The TK1 could also be a gaming PC, though it could take some work to port games. Nvidia offers a version of Linux based on Ubuntu 14.04 for the board, and most ARM-based games are for mobile devices and written for the Android OS.
“It behaves like a big GPU. If you wanted to develop an ARM-Linux game, you can,” Clayton said.
The TK1 has a Tegra K1 processor based on the ARM Cortex-A15 CPU design, which is used in some Samsung Galaxy S5 smartphone models. By comparison, low-cost boards like Raspberry Pi and BeagleBone use ARM cores based on older CPU architectures.
This is the first product shipped by Nvidia with K1, which was announced in January and will be in mobile devices starting in the second half of this year. The K1, which will come in 32-bit and 64-bit variants, succeeds Tegra 4, used in tablets from companies such as Hewlett-Packard and Asustek. The TK1 board has a 32-bit version of K1. Clayton declined to comment about whether a 64-bit version of the board would be released.

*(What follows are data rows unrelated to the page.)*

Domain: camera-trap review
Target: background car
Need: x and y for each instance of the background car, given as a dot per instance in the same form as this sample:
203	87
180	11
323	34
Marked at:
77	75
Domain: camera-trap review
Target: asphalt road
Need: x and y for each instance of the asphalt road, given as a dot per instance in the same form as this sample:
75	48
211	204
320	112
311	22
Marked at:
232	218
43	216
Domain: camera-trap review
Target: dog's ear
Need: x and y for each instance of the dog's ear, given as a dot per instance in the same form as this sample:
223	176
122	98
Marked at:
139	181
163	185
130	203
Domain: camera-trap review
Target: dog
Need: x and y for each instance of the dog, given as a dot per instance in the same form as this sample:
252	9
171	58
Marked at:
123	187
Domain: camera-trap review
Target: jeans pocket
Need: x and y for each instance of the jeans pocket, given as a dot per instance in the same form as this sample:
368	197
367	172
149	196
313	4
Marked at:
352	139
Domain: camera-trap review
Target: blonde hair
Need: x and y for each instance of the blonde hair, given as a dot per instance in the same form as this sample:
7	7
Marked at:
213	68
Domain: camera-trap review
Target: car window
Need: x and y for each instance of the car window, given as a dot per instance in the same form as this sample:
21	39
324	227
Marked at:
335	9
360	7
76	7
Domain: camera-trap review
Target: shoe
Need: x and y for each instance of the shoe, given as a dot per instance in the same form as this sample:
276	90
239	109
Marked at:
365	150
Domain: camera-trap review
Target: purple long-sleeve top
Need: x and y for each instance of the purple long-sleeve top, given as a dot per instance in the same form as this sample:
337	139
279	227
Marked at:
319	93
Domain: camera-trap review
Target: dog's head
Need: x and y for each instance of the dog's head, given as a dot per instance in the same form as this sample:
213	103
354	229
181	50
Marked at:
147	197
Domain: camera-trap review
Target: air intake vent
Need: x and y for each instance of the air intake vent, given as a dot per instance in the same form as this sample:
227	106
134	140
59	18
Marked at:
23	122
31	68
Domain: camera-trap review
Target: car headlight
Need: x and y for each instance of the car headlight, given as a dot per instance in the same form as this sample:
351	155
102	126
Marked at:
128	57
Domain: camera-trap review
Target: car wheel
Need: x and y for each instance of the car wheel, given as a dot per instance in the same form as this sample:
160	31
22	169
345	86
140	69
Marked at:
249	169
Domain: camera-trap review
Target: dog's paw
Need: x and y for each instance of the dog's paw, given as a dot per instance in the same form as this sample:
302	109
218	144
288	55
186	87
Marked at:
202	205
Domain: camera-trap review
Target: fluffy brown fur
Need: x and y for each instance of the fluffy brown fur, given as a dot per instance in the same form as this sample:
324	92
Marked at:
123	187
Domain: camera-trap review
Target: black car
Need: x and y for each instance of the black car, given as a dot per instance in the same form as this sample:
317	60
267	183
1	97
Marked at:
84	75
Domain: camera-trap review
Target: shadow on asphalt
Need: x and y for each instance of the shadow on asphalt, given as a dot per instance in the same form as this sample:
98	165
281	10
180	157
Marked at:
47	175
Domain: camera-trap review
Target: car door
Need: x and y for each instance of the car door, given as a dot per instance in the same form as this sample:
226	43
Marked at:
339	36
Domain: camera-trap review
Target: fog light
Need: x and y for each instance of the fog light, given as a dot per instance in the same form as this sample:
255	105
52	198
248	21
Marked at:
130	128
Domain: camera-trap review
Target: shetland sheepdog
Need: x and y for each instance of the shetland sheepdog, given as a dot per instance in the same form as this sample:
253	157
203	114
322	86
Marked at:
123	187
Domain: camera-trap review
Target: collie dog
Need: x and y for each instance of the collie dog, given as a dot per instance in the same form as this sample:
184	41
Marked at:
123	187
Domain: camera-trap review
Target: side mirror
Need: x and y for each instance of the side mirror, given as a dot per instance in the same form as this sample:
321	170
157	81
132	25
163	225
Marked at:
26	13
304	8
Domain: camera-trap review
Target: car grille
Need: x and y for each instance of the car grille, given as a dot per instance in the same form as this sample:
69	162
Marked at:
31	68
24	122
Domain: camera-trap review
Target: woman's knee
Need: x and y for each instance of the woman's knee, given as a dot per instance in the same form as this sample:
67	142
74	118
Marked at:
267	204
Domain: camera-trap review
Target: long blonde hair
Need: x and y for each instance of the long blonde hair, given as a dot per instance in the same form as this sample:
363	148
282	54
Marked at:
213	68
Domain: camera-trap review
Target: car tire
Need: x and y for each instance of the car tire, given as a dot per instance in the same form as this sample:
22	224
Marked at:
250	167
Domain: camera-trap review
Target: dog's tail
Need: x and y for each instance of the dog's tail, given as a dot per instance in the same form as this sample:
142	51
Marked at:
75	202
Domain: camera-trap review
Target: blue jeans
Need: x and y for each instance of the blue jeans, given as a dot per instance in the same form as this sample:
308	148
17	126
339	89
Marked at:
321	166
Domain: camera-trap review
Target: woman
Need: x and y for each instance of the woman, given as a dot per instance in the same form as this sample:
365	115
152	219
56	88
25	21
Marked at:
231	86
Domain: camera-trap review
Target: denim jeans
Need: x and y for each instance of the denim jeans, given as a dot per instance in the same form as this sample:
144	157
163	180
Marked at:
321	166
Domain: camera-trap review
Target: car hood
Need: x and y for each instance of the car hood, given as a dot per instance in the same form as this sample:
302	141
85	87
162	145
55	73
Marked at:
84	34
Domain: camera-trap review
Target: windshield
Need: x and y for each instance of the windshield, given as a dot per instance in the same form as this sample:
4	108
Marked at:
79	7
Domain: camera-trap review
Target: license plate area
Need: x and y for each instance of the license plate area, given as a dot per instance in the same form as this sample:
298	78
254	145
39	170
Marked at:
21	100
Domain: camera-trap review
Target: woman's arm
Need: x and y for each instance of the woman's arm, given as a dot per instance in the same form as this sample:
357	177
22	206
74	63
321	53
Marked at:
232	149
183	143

Embedded devices may be the focus for TK1, but it could be possible to write mobile applications for upcoming K1 smartphones and tablets, said Nathan Brookwood, principal analyst for Insight 64.
The board would, however, need to run Android, and the boot and processor features point to support for the mobile OS. Nvidia’s Clayton said it may be possible to load Android, though the board is designed to work with Linux.
The TK1 also supports CUDA 6, which provides the underlying parallel programming tools so coders can off-load processing from CPUs to GPUs, which are faster for technical and graphics applications.
Balancing processing between GPUs and CPUs can make devices more power efficient, Insight 64’s Brookwood said.
CUDA is largely used via PC or server graphics cards, but Nvidia is pushing parallel processing to mobile devices and smaller electronics.
The TK1 is square, measuring 127 millimeters wide by 127 millimeters long. It has 2GB of RAM and 16GB eMMC memory. Connector ports include mini PCI-Express, SD/MMC, USB 3.0, USB 2.0, HDMI, RS232, SATA and Gigabit ethernet. The expansion ports are GPIOs, UART and CSI-2, on which cameras can be attached.